Subscribe to DSC Newsletter

Summary:  Someone had to say it.  In my opinion R is not the best way to learn data science and not the best way to practice it either.  More and more large employers agree.

 

Someone had to say it.  I know this will be controversial and I welcome your comments but in my opinion R is not the best way to learn data science and not the best way to practice it either.

 

Why Should We Care What Language You Use For Data Science

Here’s why this rises to the top of my thoughts.  Recently my local Meetup had a very well attended hackathon to walk people through the Titanic dataset using R.  The turnout was much higher than I expected which was gratifying.  The result, not so much.

Not everyone in the audience was a beginner and many were folks who had probably been exposed to R at some point but were just out of practice.  What struck me was how everyone was getting caught up in the syntax of each command, which is reasonably complex, and how many commands were necessary for example, to run the simplest decision tree.
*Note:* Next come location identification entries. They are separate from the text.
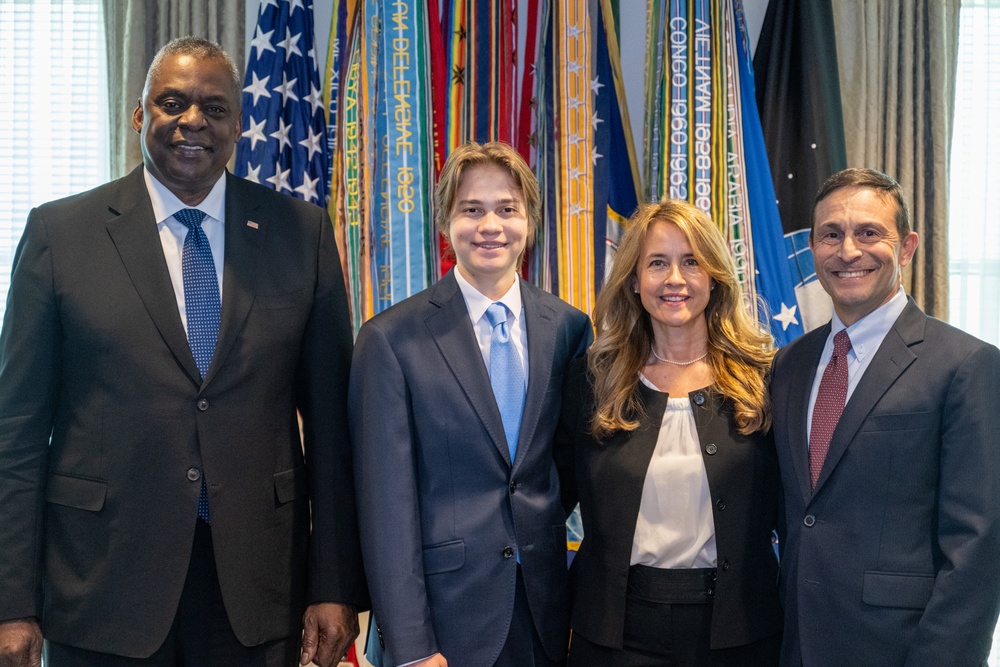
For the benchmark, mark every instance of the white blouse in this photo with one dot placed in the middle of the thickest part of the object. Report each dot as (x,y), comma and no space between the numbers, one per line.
(675,528)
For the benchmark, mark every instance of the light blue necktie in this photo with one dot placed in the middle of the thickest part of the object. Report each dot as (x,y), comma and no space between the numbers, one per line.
(506,375)
(202,305)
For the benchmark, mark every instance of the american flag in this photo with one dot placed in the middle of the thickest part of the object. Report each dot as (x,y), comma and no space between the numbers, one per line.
(284,127)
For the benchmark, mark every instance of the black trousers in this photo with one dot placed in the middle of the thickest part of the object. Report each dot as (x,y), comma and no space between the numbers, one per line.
(523,648)
(668,621)
(200,636)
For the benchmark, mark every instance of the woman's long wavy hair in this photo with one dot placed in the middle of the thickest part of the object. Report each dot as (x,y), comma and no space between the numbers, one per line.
(739,349)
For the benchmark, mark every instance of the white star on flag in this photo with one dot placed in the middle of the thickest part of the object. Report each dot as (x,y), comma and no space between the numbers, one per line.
(287,88)
(256,132)
(308,187)
(290,44)
(253,173)
(313,143)
(786,316)
(280,180)
(281,134)
(258,88)
(262,41)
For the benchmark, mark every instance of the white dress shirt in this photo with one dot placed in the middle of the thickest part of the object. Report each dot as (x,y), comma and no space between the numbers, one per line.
(866,336)
(477,303)
(173,232)
(675,527)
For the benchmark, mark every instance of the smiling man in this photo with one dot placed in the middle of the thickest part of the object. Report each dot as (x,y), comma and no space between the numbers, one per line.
(163,333)
(886,427)
(455,393)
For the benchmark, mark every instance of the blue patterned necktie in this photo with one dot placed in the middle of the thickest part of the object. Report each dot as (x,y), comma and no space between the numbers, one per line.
(201,289)
(202,305)
(506,375)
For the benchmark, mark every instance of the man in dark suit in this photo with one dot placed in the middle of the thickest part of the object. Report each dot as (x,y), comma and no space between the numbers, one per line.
(155,502)
(454,402)
(890,548)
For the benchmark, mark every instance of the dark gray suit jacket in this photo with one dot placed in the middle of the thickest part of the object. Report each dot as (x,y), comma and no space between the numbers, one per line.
(106,425)
(894,559)
(442,508)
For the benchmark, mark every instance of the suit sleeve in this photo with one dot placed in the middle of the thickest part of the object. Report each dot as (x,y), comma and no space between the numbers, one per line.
(957,624)
(386,478)
(573,419)
(335,568)
(29,381)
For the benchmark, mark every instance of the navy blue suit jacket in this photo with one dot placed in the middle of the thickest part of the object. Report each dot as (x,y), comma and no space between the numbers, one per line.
(442,508)
(894,559)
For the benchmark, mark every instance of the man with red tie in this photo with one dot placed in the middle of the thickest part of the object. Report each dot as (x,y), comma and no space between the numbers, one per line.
(886,423)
Worse, it was as though they were learning a programming language and not the data science.  There was little or no conversation or questioning around cleansing, prep, transforms, feature engineering, feature selection, model selection, and absolutely none about about hyperparameter tuning.  In short, I am convinced that group left thinking that data science is about a programming language whose syntax they had to master, and not about the underlying major issues in preparing a worthwhile model.

 

Personal Experience

I have been a practicing data scientist with an emphasis on predictive modeling for about 16 years.  I know enough R to be dangerous but when I want to build a model I reach for my SAS Enterprise Miner (could just as easily be SPSS, Rapid Miner or one of the other complete platforms). 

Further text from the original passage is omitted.